Pakistan government intensifies search for suspected al-Qaida men in remote border region

? The Pakistani government intensified a dangerous hunt Thursday for 40 suspected al-Qaida men near the Afghan border, sending 100 more infantrymen to scour a mountainous border region inhabited by fiercely independent, armed tribesmen who often have al-Qaida sympathies.

The troops, backed by helicopters and armored vehicles, joined more than 500 other soldiers who have been in the area since Wednesday, when the suspected al-Qaida fighters opened fire on Pakistani soldiers, killing ten, including a captain and a major. More soldiers were wounded.

An army officer in the North West Frontier Province, who spoke on condition of anonymity, said soldiers were carrying out ID checks of those leaving or entering the area.

He said troops also destroyed a house where the fighters had hidden as a warning to those locals who support al-Qaida and Afghanistan’s ousted Taliban regime.

Pakistan military spokesman Gen. Rashid Quereshi said soldiers had arrested “some al-Qaida men” since Wednesday morning, but he refused to elaborate. It was not clear if those arrested were linked to Wednesday’s attack.

The fight broke out before dawn when soldiers approached a suspected al-Qaida hideout near the town of Wana, about 300 kilometers (190 miles) west of Islamabad, in South Waziristan, a mountainous area on the Afghan border dominated by tribal elders, largely outside the control of the Pakistani government.

More than 40 men attacked them with rocket-propelled grenades, assault rifles and hand grenades, the army said.

Officers said three al-Qaida fighters then engaged the army in a prolonged firefight while the others fled under cover of darkness.
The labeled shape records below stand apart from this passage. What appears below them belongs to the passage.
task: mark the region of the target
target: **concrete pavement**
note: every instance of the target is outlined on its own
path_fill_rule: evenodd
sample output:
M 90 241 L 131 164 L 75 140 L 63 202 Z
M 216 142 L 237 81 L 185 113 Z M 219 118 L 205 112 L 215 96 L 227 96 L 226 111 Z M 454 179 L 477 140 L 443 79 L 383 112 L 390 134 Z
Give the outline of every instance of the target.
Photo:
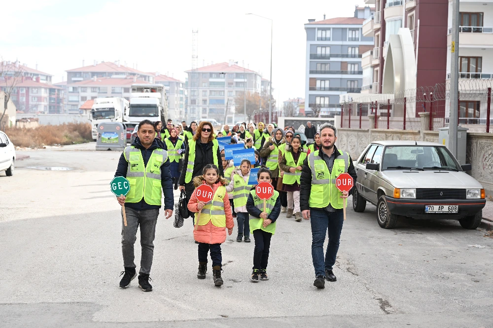
M 154 290 L 141 292 L 136 280 L 121 290 L 120 207 L 109 189 L 120 153 L 91 144 L 18 153 L 30 158 L 14 176 L 0 174 L 0 327 L 491 326 L 493 239 L 446 220 L 385 230 L 371 205 L 348 209 L 338 281 L 325 290 L 312 285 L 308 222 L 282 214 L 270 280 L 257 284 L 248 280 L 254 243 L 236 242 L 235 227 L 217 288 L 210 267 L 196 278 L 190 221 L 176 229 L 162 211 Z M 41 166 L 73 169 L 28 168 Z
Two fighters were killed and one, a 15-year-old boy, was captured.

The fighters are believed to be Chechen members of al-Qaida who fled to Wana after the U.S. military’s Operation Anaconda in southeastern Afghanistan in March. The nationality of the captured teen-ager was not made public.
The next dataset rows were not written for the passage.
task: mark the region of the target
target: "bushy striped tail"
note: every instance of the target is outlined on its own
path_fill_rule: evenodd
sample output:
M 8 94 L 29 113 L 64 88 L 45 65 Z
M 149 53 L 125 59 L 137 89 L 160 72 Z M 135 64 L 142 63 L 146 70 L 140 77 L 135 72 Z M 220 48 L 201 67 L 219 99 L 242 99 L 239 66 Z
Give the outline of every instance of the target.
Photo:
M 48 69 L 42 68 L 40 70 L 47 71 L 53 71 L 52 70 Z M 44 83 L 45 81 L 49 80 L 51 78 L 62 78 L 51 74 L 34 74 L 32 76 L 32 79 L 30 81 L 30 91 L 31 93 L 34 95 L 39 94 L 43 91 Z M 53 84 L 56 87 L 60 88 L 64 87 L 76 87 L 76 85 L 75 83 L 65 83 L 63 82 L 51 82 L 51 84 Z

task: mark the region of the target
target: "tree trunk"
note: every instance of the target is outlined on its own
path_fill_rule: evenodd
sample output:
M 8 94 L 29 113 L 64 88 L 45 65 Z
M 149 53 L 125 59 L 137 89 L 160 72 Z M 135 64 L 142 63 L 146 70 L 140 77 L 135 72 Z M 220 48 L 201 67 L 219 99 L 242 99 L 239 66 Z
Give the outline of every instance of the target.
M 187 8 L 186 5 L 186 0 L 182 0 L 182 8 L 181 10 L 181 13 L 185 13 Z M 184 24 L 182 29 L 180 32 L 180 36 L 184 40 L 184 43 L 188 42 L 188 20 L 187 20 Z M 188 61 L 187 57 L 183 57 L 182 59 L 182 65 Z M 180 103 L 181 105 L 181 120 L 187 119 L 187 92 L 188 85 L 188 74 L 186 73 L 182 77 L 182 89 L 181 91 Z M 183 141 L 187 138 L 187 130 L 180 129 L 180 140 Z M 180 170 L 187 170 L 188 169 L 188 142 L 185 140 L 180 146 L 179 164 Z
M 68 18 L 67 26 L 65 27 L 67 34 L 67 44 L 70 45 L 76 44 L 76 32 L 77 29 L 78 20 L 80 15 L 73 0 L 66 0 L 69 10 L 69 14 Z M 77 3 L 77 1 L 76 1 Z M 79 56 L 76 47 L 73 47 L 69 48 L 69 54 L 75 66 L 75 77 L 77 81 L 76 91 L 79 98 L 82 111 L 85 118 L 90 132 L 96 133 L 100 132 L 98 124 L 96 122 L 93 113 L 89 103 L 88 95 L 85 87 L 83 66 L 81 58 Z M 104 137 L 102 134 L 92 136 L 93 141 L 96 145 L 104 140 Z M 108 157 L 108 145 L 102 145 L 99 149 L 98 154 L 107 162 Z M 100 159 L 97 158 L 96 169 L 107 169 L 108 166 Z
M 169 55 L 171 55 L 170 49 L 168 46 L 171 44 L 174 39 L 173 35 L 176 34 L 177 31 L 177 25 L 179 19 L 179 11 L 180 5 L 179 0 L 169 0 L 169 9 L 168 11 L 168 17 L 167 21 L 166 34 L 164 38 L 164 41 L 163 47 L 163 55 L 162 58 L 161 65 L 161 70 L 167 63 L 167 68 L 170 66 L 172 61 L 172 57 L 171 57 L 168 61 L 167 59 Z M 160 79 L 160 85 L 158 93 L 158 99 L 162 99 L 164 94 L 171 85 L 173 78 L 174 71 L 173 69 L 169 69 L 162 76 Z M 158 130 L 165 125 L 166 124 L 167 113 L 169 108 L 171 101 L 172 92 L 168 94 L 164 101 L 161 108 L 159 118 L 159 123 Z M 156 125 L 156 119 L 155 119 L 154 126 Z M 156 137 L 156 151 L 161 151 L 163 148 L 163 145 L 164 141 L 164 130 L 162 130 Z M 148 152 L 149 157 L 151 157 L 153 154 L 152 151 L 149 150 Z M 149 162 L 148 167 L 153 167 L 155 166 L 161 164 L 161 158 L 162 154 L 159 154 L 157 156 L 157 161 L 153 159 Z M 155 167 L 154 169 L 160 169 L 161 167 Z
The Pakistani casualties were the first since President Gen. Pervez Musharraf, a key U.S. ally in the war on terror, deployed troops to the area, bordering the Afghan provinces of Paktia and Paktika, last year to intercept al-Qaida and Taliban members fleeing U.S. military attacks.

The United States put its forces in neighboring Afghanistan on alert to provide help if Pakistan requested it, but it had not, U.S. Gen. Richard Myers, chairman of the Joint Chiefs of Staff, said Wednesday.

“While U.S. forces were not involved in the fight, we appreciate the Pakistan army’s efforts to locate the al-Qaida,” Myers said.

In the tribal belt, Americans are often referred to as “the enemy” by even non-combatant local people and are clearly not welcome in the area.

“We will give full support to the Pakistan army in efforts to arrest al-Qaida men,” said Naseemulaah, a local tribal elder who uses only one name. “But no Americans should enter our area. We will not tolerate it.”

However, the fiercely proud tribesmen, many who possess assault rifles, grenade launchers and mortars, refuse to allow house-to-house searches even by Pakistani authorities, further impeding the hunt for al-Qaida members.

During recent weeks, local government buildings and Pakistani troops have come under sporadic rocket and machinegun fire from unknown attackers in the area.

U.S. officials estimate that up to 1,000 al-Qaida fighters still operate in small groups on both sides of the mountainous border.

In Pakistan’s biggest city, Karachi, police said Thursday they had arrested eight people, including three Palestinians and two Sudanese, as part of the investigation into deadly bombings at the U.S. Consulate and a hotel in southern Pakistan.

The detainees were the latest foreigners apprehended in connection with the attacks, which officials suspect were the work of Islamic militants possibly aided by al-Qaida.

The June 14 blast outside the consulate killed at least 12 Pakistanis and injured 50. In the May 8 suicide bombing outside the Sheraton Hotel, 11 French engineers and three other people died, including the bomber.

Pakistani police, with the help of the FBI, are investigating whether the attacks were linked, and if there is a connection to the kidnap-slaying of Wall Street Journal reporter Daniel Pearl and the March 17 grenade attack on a church which killed four people, including two Americans.